CyberDildonicsApr 4, 2026
What other "datasets" are you talking about? How do you "solve a dataset" ?
pfishermanApr 4, 2026
Nice work! Here is an article you may find helpful if you have not already come across it.[0]. You may also want to consider benchmarking against some non ML methods.[1]

0. https://pubmed.ncbi.nlm.nih.gov/35318324/

1. https://www.nature.com/articles/s41586-023-06127-z

HocusLocusApr 4, 2026
gray goo of the future
khalicApr 4, 2026
> In Progress: CodonJEPA

JEPA is going to break the whole industry :D

digdugdirkApr 4, 2026
Can you explain this? I haven't heard of JEPA, and from a quick search it seems to be vision/robotics based?
khalicApr 4, 2026
It’s a self supervised learning architecture, and it’s pretty much universal. The loss function runs on embeddings, and some other smart architectural choices allover. Worth diving into for a few hours, Yann LeCun gives some interesting talks about it
simianwordsApr 4, 2026
What makes these Domain specific models work when we don’t have good domain models for health care, chemistry, economics and so on
colechristensenApr 4, 2026
>we don’t have good domain models for health care, chemistry, economics and so on

Who says we don't?

simianwordsApr 4, 2026
Examples please?
colechristensenApr 4, 2026
No, it's really simple to search for domain specific models being used "in production" all over the place
simianwordsApr 4, 2026
I didn’t find a single one that outperforms a general model.
colechristensenApr 4, 2026
Ok, alphafold.
simianwordsApr 4, 2026
It’s not a large language model
rubicon33Apr 4, 2026
Can someone explain what one might use this model for? As a developer with a casual interest in biology it would be fun to play with but honestly not sure what I would do
colechristensenApr 4, 2026
You can get your feet wet with genetic engineering for surprisingly little money.
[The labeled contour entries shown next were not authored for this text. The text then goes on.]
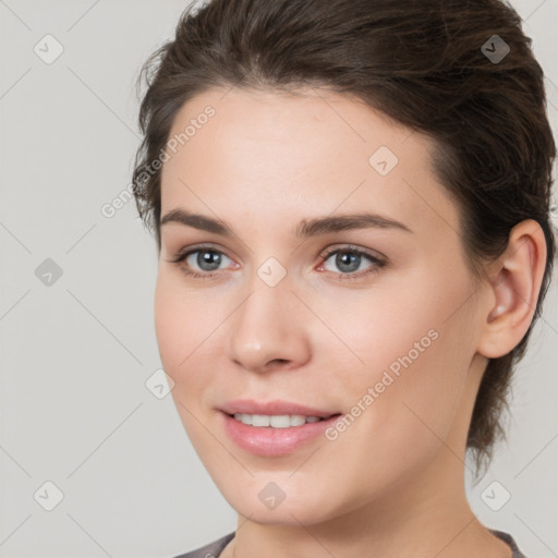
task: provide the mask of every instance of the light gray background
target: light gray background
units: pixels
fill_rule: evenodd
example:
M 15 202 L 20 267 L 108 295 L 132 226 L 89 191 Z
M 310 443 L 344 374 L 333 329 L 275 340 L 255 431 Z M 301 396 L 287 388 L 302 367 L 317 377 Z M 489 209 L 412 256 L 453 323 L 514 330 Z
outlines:
M 145 386 L 160 368 L 155 243 L 133 201 L 101 214 L 131 181 L 134 80 L 186 3 L 0 1 L 2 557 L 163 558 L 235 529 L 171 397 Z M 556 131 L 557 1 L 513 5 Z M 51 64 L 34 52 L 47 34 L 64 49 Z M 50 287 L 35 275 L 46 258 L 63 272 Z M 558 553 L 557 299 L 555 276 L 513 384 L 509 445 L 477 486 L 468 478 L 481 520 L 530 558 Z M 53 498 L 47 481 L 63 493 L 51 511 L 38 504 Z M 499 511 L 481 497 L 494 481 L 511 494 Z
This guy shows a lot of how it's done: https://www.youtube.com/@thethoughtemporium

Basically you can design/edit/inject custom genes into things and see real results spending on the scale of $100-$1000.

someuser54541Apr 4, 2026
Is there something like this in text/readable format?
_zoltan_Apr 4, 2026
My main concern is using fungi. If it ends up in my lungs I'm most likely screwed, right?
nurettinApr 4, 2026
Yes, but most students produce their best work while infected.
colechristensenApr 4, 2026
This is the classic meme https://www.reddit.com/r/labrats/comments/mmv2ig/lab_strains...
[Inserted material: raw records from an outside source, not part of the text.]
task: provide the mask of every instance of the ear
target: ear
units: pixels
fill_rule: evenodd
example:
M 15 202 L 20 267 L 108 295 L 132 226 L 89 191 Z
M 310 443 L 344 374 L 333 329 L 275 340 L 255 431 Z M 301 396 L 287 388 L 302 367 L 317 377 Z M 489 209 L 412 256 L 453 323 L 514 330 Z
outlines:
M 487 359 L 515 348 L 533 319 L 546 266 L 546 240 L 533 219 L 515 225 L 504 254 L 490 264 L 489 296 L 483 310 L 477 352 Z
Lab strains of things tend to be extremely sensitive and not human adapted. You shouldn't study and modify human-infecting organisms in your basement anyway. While you shouldn't ignore protective equipment and proper procedure... paranoia about infecting yourself with a lab leak isn't warranted.

yieldcrvApr 4, 2026
Distributing the load on this will probably be infinitely more useful than “folding at home”
skyskysApr 4, 2026
hmmmm seems like some fake hype.
seamossfetApr 4, 2026
The problem with models like this is they're built on very little actual training data we can trace back to verifiable protein data. The protein data back, and other sources of training data for stuff like this, has a lot of broken structures in them and "creative liberties" taken to infer a structure from instrument data. It's a very complex process that leaves a lot for interpretation.

On top of that, we don't have a clear understanding on how certain positions (conformations) of a structure affect underlying biological mechanisms.

Yes, these models can predict surprisingly accurate structures and sequences. Do we know if these outputs are biologically useful? Not quite.

This technology is amazing, don't get me wrong, but to the average person they might see this and wonder why we can't go full futurism and solve every pathology with models like these.

We've come a long way, but there's still a very very long way to go.

stardust2Apr 4, 2026
How do we get more verifiable protein data? So even if we had better data, we don't yet understand how the structure impacts the biology?
colingauvinApr 4, 2026
HN's blindspots never cease to amaze me.

I am a structural biologist working in pharmaceutical design and this type of thing could be wildly useful (if it works).